Dear 松岡一哲さま

あなたがこの手紙(感想文)を読む時、私は北へ向かう旅の途中でしょう。タラップにちょうどつがいのカモメが休みにきました。あなたとマリイさんのようですね。飛ぶのに疲れたなら、その翼休めていくがいいわ。愛しあう恋人たちよ。
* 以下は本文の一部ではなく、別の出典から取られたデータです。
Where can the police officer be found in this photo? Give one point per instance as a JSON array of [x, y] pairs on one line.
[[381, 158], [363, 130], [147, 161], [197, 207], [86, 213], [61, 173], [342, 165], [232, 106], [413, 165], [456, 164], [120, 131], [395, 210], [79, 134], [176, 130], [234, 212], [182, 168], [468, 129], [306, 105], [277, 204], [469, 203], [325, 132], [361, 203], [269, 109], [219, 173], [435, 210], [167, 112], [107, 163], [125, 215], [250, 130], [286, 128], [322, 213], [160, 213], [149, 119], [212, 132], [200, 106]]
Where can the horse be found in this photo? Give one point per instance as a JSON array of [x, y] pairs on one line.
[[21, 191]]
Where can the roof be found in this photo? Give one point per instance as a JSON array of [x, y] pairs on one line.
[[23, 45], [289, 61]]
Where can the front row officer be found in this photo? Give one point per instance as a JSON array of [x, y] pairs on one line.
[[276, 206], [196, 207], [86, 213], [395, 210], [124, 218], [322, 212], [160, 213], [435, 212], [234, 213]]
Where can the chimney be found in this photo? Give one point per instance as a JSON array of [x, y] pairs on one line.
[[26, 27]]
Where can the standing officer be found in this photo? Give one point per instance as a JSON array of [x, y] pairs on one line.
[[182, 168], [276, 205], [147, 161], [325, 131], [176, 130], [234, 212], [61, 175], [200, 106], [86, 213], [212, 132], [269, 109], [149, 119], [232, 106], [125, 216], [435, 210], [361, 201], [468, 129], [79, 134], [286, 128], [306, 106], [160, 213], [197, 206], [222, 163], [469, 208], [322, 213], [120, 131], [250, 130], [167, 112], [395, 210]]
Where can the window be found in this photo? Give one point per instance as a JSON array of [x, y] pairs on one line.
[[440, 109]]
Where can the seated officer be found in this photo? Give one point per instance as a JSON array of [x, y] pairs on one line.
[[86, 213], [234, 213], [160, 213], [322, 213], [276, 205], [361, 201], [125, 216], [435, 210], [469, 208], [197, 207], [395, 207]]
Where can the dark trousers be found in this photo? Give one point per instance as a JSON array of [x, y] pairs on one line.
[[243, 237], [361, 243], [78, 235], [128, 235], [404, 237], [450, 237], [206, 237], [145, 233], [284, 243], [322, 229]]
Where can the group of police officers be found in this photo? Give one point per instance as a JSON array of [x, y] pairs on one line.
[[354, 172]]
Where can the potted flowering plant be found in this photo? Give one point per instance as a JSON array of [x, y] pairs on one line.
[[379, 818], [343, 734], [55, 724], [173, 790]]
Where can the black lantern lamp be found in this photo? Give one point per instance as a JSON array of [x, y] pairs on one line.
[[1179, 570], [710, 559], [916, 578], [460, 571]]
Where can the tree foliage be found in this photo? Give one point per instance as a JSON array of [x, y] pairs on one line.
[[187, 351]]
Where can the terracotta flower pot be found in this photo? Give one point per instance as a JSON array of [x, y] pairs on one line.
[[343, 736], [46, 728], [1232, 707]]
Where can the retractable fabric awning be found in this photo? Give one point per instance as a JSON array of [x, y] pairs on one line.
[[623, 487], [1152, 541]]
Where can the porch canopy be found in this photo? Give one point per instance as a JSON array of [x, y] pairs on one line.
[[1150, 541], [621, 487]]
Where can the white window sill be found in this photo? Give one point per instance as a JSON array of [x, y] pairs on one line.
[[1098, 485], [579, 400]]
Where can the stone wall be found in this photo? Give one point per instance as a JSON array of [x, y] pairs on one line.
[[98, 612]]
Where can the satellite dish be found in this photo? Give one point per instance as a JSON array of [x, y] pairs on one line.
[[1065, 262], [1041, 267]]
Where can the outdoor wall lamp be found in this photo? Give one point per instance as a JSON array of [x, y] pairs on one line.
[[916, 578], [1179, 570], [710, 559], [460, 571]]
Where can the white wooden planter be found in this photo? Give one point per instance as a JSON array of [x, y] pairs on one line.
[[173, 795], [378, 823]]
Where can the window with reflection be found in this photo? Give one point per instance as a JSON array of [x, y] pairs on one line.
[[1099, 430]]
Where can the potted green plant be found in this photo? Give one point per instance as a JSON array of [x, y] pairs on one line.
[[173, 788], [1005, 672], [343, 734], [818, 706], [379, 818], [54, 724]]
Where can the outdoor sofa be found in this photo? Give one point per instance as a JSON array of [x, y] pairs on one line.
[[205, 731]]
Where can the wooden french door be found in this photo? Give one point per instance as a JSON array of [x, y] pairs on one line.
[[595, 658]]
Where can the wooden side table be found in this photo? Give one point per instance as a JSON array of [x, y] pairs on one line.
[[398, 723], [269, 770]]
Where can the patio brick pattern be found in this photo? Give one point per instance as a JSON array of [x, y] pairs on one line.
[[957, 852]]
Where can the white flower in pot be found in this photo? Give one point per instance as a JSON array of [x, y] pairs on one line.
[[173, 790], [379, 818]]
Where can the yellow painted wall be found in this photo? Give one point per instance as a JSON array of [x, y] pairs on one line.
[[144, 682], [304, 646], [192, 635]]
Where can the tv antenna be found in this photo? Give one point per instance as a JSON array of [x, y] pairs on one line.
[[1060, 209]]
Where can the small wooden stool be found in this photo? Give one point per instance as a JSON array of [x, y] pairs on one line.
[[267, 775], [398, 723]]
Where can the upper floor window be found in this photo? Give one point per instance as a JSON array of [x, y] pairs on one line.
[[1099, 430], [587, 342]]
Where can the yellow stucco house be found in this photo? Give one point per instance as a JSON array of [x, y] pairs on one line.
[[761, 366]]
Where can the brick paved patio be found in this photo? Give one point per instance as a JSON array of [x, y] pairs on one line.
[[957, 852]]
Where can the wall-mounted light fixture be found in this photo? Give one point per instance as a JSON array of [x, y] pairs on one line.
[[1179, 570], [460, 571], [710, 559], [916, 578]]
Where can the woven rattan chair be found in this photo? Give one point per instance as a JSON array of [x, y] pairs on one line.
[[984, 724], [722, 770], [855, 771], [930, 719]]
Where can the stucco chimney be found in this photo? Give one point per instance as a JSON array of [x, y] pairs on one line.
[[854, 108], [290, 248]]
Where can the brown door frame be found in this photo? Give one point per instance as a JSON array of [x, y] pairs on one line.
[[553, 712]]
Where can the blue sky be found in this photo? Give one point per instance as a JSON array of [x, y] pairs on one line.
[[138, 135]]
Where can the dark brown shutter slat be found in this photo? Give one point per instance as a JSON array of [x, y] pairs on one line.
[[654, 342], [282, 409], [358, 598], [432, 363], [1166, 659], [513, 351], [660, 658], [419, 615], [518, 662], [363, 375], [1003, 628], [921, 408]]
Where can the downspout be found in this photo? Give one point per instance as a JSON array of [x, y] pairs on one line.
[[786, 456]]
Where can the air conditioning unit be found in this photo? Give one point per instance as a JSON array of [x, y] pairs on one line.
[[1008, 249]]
あなたの作品『マリイ』拝見いたしました。素晴らしかったわ。そして、裏切られたわ。奥さんの名前の写真集だったから、私てっきり、ね? そうでしょ? でも全然違ったの。そして分かったの、あなた最初からマリイさんを語る気なかったでしょう? 図星じゃなくって。500ページ以上あるのよね? アサカメの月例コンテストなら、3枚の組み写真で貴方より多くを語ってよ。そうね、あなたは写真で語るなんて野暮な事はしない。昔っから。あなたの撮る写真は光の宝石。一枚で完結した強い光を放ったジュエル。1ページ、1ページがキラキラしたあなたの愛、永遠の。。。 強いて言えばこの写真集は、「愛の宝石箱や~」ってとこね。恥ずかしい、どこかのタレントさんみたいになっちゃた。

あなたは変わらないでしょう。昔も今もこれからも、and your photography too!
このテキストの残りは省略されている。